A startling 44 per cent of the quarter-million seniors living in residential-care facilities are suffering from clinical depression, a new study shows.
Researchers found that 26 per cent of residents of nursing homes, personal care homes and long-term care facilities have been diagnosed with depression and another 18 per cent have clear symptoms but no documented diagnosis of depression.
"This study sheds light on the size of this problem," Nancy White, manager of home and continuing care development at the Canadian Institute for Health Information. "But I think the larger message is that we shouldn't accept depression as normal in residential care. It is an illness that can be treated."
In fact, the data show that two-thirds of seniors who had a diagnosis of depression showed few symptoms, suggesting that they were being treated effectively.

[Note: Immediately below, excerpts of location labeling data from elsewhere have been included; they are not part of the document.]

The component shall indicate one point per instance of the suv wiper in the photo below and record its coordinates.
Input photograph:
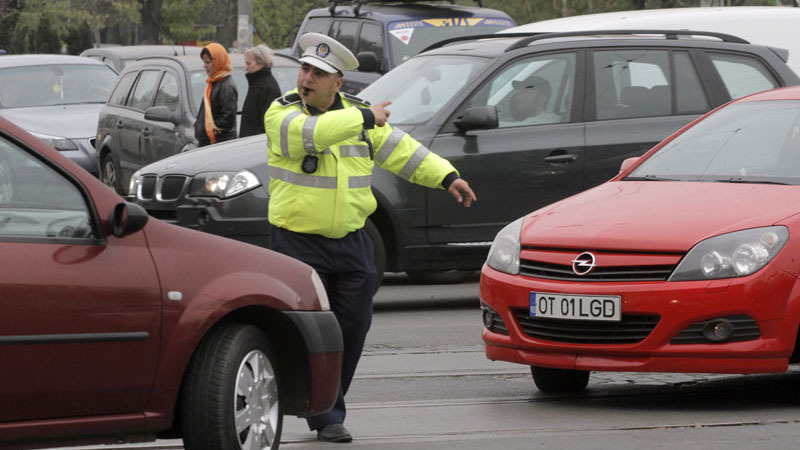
(648, 178)
(749, 181)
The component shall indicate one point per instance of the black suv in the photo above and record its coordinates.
(384, 35)
(611, 96)
(151, 112)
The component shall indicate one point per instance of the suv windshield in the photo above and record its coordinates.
(753, 142)
(420, 87)
(413, 36)
(61, 84)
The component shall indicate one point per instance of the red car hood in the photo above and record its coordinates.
(657, 215)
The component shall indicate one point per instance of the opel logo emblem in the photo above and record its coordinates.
(583, 263)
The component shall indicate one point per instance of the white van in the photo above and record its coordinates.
(773, 26)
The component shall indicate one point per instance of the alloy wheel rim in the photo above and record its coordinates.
(256, 403)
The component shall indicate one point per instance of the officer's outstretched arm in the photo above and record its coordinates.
(461, 191)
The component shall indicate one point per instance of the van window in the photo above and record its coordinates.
(690, 96)
(632, 83)
(120, 94)
(347, 34)
(531, 91)
(742, 75)
(143, 92)
(371, 40)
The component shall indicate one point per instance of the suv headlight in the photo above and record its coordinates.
(57, 142)
(136, 181)
(223, 185)
(731, 255)
(504, 253)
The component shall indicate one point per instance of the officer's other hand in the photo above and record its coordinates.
(380, 112)
(461, 191)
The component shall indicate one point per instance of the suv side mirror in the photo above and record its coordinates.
(127, 218)
(368, 62)
(478, 118)
(160, 114)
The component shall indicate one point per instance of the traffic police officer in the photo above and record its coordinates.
(323, 145)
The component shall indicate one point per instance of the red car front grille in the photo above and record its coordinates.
(539, 269)
(631, 329)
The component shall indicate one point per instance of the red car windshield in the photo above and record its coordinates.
(750, 142)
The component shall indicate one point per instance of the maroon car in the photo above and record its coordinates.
(115, 327)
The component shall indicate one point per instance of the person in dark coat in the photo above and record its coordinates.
(262, 89)
(216, 120)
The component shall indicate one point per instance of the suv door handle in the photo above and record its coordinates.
(562, 158)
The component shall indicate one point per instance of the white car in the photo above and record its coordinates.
(766, 25)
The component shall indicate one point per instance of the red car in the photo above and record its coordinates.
(687, 261)
(115, 327)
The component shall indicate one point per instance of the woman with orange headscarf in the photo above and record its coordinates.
(216, 120)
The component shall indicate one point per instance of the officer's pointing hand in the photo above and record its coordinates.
(380, 112)
(461, 191)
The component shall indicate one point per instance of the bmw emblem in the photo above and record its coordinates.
(583, 263)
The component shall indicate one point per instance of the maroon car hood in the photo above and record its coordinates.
(657, 215)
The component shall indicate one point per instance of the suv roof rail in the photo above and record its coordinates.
(359, 3)
(532, 36)
(472, 37)
(668, 34)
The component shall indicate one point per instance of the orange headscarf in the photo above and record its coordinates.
(222, 68)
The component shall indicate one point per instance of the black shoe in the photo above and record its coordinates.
(334, 432)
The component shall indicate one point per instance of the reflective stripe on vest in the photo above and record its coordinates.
(354, 150)
(285, 132)
(388, 147)
(360, 181)
(302, 179)
(308, 134)
(413, 162)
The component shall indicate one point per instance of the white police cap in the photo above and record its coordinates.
(326, 53)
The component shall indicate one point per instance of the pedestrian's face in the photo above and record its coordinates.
(208, 65)
(250, 64)
(317, 87)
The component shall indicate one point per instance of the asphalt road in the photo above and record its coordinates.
(425, 383)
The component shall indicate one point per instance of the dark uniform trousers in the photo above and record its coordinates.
(347, 269)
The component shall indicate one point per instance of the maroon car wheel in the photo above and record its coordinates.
(230, 397)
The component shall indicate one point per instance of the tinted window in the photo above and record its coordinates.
(347, 34)
(419, 88)
(120, 93)
(36, 201)
(691, 98)
(531, 91)
(371, 40)
(742, 75)
(632, 83)
(145, 87)
(318, 25)
(167, 94)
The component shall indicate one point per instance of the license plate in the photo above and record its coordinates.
(576, 307)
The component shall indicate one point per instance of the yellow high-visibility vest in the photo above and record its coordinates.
(336, 199)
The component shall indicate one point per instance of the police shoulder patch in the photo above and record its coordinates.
(355, 99)
(289, 99)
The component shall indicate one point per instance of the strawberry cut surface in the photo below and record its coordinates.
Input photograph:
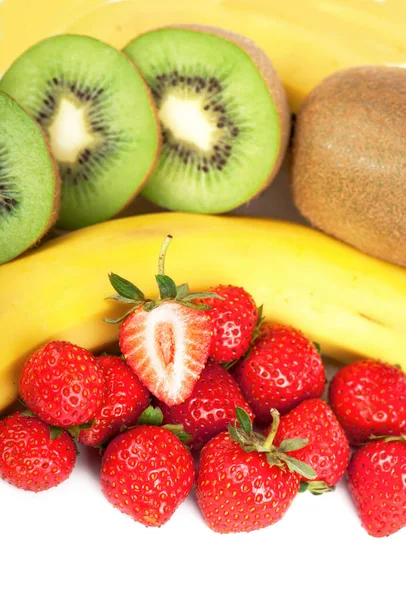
(167, 348)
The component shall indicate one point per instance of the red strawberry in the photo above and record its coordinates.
(146, 473)
(165, 341)
(244, 482)
(210, 408)
(125, 400)
(31, 457)
(377, 482)
(62, 384)
(233, 317)
(167, 348)
(369, 398)
(327, 451)
(282, 369)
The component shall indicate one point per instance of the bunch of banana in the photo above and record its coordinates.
(352, 304)
(305, 39)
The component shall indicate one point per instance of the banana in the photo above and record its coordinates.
(352, 304)
(305, 39)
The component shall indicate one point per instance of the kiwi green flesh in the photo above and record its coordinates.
(186, 69)
(99, 117)
(27, 180)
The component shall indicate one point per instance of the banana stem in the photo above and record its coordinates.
(274, 428)
(162, 254)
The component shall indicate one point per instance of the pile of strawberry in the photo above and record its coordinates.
(197, 372)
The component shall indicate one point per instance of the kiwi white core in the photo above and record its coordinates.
(187, 121)
(69, 133)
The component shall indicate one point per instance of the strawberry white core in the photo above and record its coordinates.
(167, 348)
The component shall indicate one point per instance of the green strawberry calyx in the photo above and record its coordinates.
(386, 438)
(128, 293)
(251, 441)
(153, 415)
(317, 488)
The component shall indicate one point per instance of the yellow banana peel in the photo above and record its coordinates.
(350, 303)
(306, 39)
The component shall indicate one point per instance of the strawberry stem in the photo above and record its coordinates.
(267, 445)
(162, 254)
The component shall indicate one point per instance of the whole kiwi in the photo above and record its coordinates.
(349, 159)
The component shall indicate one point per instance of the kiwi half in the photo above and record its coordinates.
(100, 119)
(29, 181)
(223, 112)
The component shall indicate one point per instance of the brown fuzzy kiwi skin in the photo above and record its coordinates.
(57, 187)
(270, 77)
(349, 159)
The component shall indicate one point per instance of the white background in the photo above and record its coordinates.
(70, 543)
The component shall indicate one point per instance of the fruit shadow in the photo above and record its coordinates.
(91, 460)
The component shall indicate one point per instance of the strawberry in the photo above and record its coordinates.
(62, 384)
(282, 369)
(233, 318)
(377, 483)
(147, 472)
(328, 450)
(165, 341)
(246, 483)
(125, 400)
(369, 398)
(210, 407)
(33, 456)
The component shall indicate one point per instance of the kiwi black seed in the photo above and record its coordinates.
(29, 181)
(100, 119)
(223, 112)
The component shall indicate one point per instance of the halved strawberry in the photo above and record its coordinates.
(167, 348)
(165, 341)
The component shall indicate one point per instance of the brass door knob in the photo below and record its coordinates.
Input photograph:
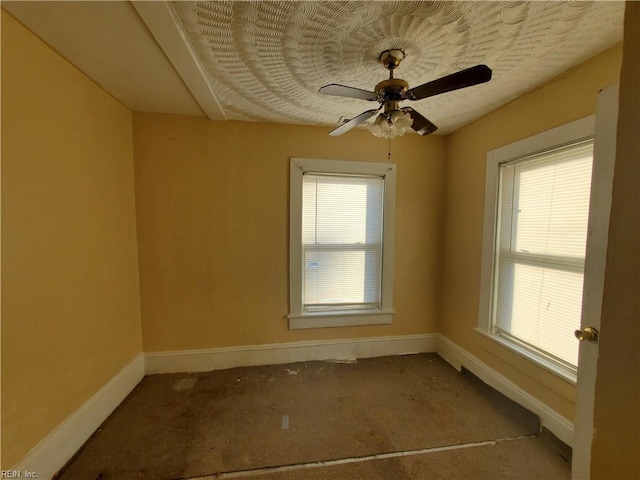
(587, 334)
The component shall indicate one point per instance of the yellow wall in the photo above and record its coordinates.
(568, 98)
(213, 214)
(616, 446)
(70, 296)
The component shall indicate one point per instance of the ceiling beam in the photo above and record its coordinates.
(164, 27)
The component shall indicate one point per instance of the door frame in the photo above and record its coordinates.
(604, 155)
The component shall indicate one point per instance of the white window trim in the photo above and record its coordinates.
(297, 317)
(573, 132)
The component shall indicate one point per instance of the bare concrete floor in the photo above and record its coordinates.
(406, 417)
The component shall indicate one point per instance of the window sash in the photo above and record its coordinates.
(339, 275)
(537, 296)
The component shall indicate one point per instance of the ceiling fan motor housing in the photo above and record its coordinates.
(391, 58)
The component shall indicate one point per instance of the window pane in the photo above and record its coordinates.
(553, 207)
(342, 240)
(333, 277)
(541, 307)
(542, 228)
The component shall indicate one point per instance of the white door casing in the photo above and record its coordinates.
(595, 259)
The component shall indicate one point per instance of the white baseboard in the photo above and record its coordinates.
(61, 444)
(53, 451)
(278, 353)
(458, 357)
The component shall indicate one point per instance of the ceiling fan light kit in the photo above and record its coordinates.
(395, 121)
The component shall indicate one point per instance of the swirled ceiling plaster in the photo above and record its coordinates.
(266, 60)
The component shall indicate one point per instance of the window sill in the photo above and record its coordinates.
(542, 362)
(340, 319)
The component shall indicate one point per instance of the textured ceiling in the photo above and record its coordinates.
(266, 60)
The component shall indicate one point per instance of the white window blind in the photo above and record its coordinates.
(342, 231)
(543, 207)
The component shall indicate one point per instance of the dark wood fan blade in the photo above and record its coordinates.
(462, 79)
(420, 124)
(354, 122)
(350, 92)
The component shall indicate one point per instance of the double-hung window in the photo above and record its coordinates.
(341, 243)
(536, 232)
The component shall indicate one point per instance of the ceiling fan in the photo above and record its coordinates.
(395, 121)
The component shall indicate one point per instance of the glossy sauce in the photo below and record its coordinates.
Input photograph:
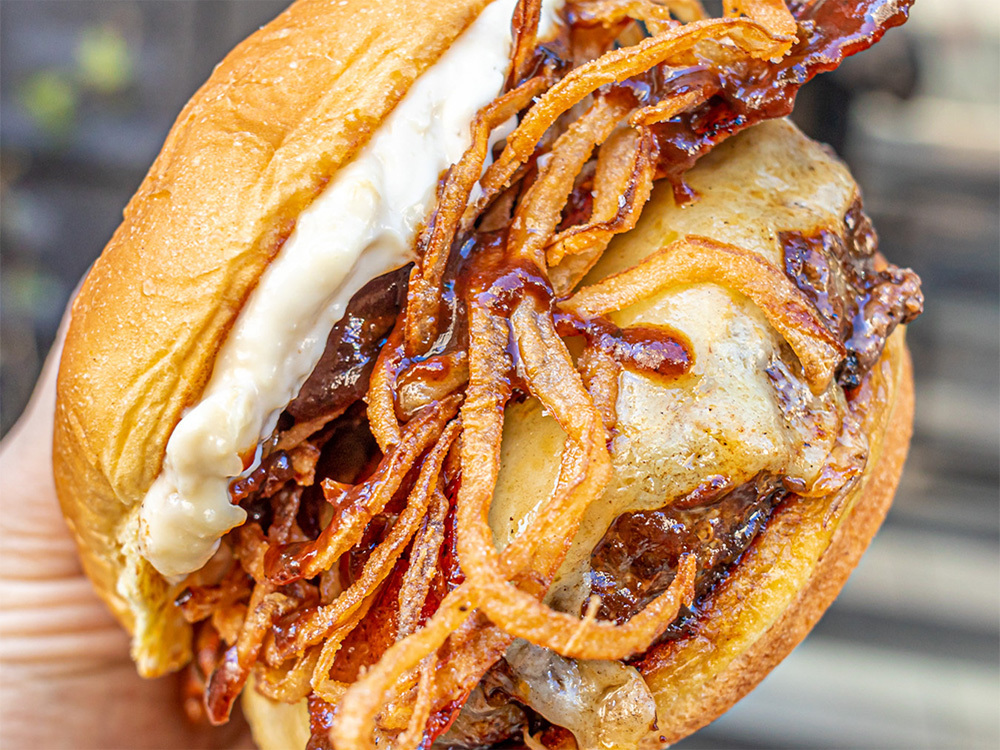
(637, 558)
(860, 298)
(341, 375)
(743, 94)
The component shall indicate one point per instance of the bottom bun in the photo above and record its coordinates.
(787, 578)
(763, 609)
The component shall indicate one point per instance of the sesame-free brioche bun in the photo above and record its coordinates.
(281, 114)
(257, 143)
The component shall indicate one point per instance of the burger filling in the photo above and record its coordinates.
(404, 569)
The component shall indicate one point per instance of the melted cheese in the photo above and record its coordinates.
(362, 225)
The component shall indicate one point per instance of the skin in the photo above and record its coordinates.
(66, 679)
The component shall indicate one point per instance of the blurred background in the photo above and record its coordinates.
(909, 656)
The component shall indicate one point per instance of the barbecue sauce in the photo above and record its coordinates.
(859, 297)
(741, 94)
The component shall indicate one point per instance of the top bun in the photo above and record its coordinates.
(281, 114)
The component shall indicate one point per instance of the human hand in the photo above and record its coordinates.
(66, 678)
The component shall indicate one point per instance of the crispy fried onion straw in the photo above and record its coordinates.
(424, 297)
(322, 622)
(695, 260)
(654, 14)
(623, 182)
(525, 27)
(535, 221)
(752, 38)
(381, 403)
(362, 502)
(534, 556)
(556, 383)
(422, 566)
(773, 14)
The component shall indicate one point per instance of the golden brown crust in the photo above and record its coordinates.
(788, 579)
(254, 145)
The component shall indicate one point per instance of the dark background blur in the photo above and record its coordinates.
(909, 656)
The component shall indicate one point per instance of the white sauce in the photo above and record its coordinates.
(361, 226)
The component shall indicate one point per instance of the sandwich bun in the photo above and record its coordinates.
(252, 150)
(254, 146)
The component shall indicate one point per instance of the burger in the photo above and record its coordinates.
(478, 374)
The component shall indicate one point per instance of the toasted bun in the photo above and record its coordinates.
(769, 179)
(252, 148)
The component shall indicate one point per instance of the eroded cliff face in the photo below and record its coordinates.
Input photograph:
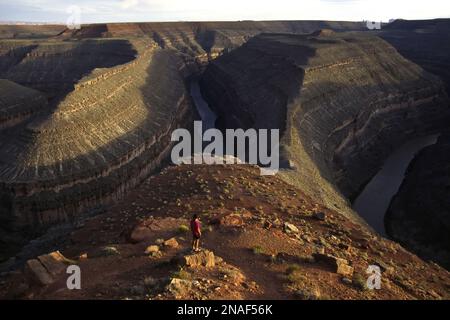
(96, 143)
(343, 101)
(55, 66)
(18, 103)
(425, 42)
(419, 214)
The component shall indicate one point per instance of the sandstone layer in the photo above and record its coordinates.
(419, 215)
(115, 92)
(96, 142)
(343, 101)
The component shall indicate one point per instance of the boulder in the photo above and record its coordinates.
(339, 266)
(140, 234)
(232, 220)
(46, 268)
(171, 243)
(204, 258)
(37, 273)
(152, 249)
(289, 228)
(179, 287)
(320, 216)
(55, 263)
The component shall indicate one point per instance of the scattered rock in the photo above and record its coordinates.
(179, 287)
(171, 243)
(308, 293)
(204, 258)
(106, 252)
(289, 228)
(45, 269)
(320, 216)
(340, 266)
(152, 249)
(347, 280)
(140, 234)
(54, 262)
(37, 273)
(232, 220)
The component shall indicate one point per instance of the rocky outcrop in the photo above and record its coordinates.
(18, 103)
(425, 42)
(99, 141)
(343, 102)
(419, 215)
(55, 66)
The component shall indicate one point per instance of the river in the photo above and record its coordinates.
(206, 114)
(374, 200)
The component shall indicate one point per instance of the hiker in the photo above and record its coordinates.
(196, 233)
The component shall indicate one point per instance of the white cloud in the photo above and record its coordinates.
(174, 10)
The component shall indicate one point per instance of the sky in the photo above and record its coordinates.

On the other hand, those who had symptoms of depression and were not being treated were three times more likely to suffer from a bevy of problems, including poor sleep, isolation, loss of appetite and difficulty communicating.
"In seniors, depression tends to manifest itself with a lot of physical symptoms like this, not necessarily with tears and sadness," said Marie-France Tourigny-Rivard, an Ottawa psychiatrist who chairs the seniors' advisory committee of the Mental Health Commission of Canada.
She said the new data point to a need to take the issue of depression - and mental health generally - more seriously in seniors, especially those in institutional care. She cautioned, however, against jumping to the conclusion that large numbers of residents are depressed because of their living conditions. "You can't assume that living in a nursing home causes depression," she said.
"Rather, we need to understand that the factors that lead people to live in a residential care setting - physical illness, dementia, loss of a spouse, reduced mobility, etc. - are the same ones that can trigger depression," Dr. Tourigny-Rivard said.
She said there are two common misperceptions that result in seniors being grossly under-diagnosed and under-treated for depression: 1) the belief that aging is, in itself, depressing and; 2) the notion that that older adults with mental-health problems - whether they have long-term issues or are newly diagnosed - cannot recover.
Dr. Tourigny-Rivard stressed, however, that depression is treatable regardless of a person's age, with medication, psychotherapy and peer support.
The study, which involved 50,000 seniors in Nova Scotia, Ontario, Manitoba, Saskatchewan and Yukon, is one of the largest and most detailed ever conducted in the residential care setting. All the participants underwent the same standard test for depression, using an assessment tool called RAI-MDS 2.0. The approach has already been adopted by eight provinces and territories.
"This is going to make it a lot easier to collect information, to compare it and to determine if interventions work," Ms. White said.
Ultimately, data will be available right down to the individual nursing home level and, theoretically, it could be published for public consumption if the provinces so choose.
Nationwide, there are an estimated 250,000 seniors living in institutional-care settings. The data suggest that more than 100,000 of them are suffering from clinical depression.
The number of people living in nursing homes and similar institutions is expected to soar as Baby Boomers hit their senior years. People over the age of 65 currently make up 12 per cent of the population; that number is projected to grow to 20 per cent by the year 2020.